Global peace uncertain with Trump's ascension, says historian

Global peace uncertain with Trump's ascension, says historian
The overall global peace with absence of conflict between states since world war is now more precarious than ever with the ascension of Donald Trump as the American president, noted British historian David Armitage said today. At a session of the ongoing Jaipur literature Festival, the Harvard professor was discussing the history of civil wars and its changing form.

But the spectre of the new US President, whom Armitage referred to only as "the one who can't be named" in an apparent allusion to Lord Voldemort, the prime villain of the 'Harry Potter series', kept looming large. "Someone, whose name I still cannot use with the word President will soon receive the nuclear codes... His instability, trigger-happiness, and willingness to set the US against the world means the period of long peace is set to end.

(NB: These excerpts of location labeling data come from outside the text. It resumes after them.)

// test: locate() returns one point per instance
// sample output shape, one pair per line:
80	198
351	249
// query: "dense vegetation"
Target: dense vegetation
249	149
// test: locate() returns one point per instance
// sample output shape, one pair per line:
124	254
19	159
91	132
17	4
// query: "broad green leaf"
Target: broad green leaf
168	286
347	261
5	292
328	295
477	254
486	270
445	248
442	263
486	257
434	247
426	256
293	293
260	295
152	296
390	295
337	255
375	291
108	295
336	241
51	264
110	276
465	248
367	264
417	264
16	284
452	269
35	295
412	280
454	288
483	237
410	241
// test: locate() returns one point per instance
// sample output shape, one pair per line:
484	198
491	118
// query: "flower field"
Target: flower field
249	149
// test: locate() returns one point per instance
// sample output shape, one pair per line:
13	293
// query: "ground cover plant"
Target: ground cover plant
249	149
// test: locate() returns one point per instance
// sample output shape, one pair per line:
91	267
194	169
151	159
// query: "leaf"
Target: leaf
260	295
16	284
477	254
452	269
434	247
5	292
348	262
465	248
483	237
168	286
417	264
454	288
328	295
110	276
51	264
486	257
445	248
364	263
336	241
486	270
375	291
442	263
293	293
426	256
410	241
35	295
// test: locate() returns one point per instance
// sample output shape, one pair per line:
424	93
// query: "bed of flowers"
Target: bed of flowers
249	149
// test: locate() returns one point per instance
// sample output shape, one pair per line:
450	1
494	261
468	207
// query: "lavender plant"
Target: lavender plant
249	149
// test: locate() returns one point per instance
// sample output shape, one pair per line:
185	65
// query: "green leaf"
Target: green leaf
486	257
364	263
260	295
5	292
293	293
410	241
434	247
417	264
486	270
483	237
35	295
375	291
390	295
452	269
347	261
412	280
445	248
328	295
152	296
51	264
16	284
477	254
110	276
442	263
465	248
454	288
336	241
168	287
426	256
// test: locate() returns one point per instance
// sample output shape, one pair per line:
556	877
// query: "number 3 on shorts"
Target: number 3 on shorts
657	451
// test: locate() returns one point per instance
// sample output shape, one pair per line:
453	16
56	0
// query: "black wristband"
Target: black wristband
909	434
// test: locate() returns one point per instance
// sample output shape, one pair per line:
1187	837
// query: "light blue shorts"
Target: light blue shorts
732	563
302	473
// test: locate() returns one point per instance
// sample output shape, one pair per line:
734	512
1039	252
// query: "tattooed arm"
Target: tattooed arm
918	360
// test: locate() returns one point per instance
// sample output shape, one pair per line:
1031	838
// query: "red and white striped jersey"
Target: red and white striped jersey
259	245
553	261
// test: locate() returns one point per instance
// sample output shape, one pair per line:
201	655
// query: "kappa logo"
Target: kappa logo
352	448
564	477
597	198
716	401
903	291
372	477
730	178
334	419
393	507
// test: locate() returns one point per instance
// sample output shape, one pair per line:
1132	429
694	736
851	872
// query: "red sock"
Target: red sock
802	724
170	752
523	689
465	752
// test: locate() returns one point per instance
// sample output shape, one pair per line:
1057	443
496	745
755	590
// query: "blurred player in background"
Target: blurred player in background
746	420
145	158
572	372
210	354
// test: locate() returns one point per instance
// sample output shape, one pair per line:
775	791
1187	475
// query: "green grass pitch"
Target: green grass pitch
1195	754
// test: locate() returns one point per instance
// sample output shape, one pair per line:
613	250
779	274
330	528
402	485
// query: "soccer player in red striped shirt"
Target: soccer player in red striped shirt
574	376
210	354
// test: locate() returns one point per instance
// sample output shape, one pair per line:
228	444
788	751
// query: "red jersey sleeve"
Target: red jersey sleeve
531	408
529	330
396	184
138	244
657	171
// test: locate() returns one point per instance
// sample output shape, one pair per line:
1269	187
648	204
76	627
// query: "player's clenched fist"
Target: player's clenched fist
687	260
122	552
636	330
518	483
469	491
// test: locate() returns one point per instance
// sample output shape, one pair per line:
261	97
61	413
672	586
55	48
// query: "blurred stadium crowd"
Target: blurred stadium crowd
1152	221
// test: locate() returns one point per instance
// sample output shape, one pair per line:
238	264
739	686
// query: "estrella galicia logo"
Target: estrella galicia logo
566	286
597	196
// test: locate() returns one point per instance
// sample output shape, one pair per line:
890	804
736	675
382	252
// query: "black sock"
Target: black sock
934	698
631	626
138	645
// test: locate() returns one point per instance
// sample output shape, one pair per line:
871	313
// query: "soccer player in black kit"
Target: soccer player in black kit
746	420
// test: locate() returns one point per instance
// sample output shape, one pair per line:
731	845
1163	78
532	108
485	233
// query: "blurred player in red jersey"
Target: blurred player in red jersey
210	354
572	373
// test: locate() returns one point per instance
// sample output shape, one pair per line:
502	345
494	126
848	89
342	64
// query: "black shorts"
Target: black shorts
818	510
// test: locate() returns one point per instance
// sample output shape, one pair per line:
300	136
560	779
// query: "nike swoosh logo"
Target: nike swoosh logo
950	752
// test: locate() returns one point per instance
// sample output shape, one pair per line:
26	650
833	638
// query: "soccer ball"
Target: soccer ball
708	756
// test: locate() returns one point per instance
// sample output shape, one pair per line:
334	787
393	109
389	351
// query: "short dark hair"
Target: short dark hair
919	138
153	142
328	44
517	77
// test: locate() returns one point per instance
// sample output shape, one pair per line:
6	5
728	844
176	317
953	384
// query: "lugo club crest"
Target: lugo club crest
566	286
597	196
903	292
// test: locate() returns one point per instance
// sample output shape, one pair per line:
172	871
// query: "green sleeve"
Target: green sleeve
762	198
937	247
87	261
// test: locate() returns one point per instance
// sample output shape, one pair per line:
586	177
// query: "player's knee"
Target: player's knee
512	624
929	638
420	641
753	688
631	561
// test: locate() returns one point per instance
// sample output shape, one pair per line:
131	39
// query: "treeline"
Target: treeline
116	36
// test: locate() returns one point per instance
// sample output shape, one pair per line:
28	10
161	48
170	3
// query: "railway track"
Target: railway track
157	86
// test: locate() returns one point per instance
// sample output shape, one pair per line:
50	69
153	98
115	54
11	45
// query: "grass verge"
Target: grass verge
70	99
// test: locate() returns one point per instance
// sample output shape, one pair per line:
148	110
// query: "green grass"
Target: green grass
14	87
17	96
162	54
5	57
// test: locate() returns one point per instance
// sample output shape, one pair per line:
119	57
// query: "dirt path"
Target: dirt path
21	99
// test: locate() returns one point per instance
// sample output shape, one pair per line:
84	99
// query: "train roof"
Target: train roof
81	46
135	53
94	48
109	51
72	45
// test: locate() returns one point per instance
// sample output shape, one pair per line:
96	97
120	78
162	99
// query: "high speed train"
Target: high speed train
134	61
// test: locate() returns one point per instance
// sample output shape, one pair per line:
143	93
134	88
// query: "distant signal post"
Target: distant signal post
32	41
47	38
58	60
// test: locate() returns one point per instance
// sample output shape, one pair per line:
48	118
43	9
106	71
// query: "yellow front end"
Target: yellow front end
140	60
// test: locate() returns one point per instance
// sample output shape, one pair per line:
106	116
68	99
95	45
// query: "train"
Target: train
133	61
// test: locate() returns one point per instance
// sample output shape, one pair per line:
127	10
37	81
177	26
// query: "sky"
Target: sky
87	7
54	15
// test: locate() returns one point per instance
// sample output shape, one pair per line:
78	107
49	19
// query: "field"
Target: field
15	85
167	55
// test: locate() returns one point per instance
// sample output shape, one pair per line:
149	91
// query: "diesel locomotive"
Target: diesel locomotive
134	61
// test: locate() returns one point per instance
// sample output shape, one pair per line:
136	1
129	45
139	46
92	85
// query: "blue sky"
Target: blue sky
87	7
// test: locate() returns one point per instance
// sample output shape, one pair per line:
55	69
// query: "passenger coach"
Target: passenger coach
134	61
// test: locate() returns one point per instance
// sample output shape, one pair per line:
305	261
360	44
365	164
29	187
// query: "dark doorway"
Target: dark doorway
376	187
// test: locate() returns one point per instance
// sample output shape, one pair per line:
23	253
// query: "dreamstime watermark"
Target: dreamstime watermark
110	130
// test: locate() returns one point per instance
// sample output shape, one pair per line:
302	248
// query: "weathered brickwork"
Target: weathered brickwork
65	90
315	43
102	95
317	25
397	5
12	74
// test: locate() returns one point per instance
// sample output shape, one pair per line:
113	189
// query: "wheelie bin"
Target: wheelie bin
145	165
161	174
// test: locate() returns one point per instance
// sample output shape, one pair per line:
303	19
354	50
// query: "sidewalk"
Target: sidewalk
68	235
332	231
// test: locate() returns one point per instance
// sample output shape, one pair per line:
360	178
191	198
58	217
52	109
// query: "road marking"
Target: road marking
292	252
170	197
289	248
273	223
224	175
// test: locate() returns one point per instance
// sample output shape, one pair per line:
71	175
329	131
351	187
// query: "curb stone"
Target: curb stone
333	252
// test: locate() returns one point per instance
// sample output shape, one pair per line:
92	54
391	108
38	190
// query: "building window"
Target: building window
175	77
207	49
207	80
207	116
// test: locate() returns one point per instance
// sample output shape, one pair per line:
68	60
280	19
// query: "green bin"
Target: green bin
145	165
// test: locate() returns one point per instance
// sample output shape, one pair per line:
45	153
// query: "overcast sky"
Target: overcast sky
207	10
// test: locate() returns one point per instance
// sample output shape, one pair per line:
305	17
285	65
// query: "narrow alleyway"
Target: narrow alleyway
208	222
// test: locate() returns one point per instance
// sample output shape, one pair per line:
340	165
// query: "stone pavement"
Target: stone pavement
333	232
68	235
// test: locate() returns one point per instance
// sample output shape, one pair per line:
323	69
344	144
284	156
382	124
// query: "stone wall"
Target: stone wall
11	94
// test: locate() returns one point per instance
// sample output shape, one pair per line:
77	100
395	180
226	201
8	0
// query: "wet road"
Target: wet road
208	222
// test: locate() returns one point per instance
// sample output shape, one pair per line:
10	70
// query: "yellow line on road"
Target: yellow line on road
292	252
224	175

I am fearful that we may return to a world where conflict between states might return," he said.

He said the American citizens were in a very "uncertain territory" with Trump's inauguration and that the new President was a sign of a "declining power". Armitage also warned that extreme polarisation among political lines is now becoming an increasingly "frightening" feature of contemporary politics. The language of civil war, he said, is being used increasingly in relations with partisanship, and battles between political groups around the world in contemporary politics.

"So civil war is not something that happens far away. In our age of extremes, civil war is returning to even peaceful communities, peaceful states and politics. "Divisions between political counterparts seem to become ever deeper. Violence seems to lie increasingly just beneath the surface, and often break out into the open as is often encouraged by the people like the current President of the United States.

"Political differences mean that those who should be our interlocutors are becoming enemies to fight, perhaps even to the death. Polarisation is a very frightening feature of contemporary politics," he said. During the session, Armitage took the audience on a whirlwind tour of civil wars, from its origins in first century Rome to the current crises in Syria, Iraq, South Sudan and Yemen.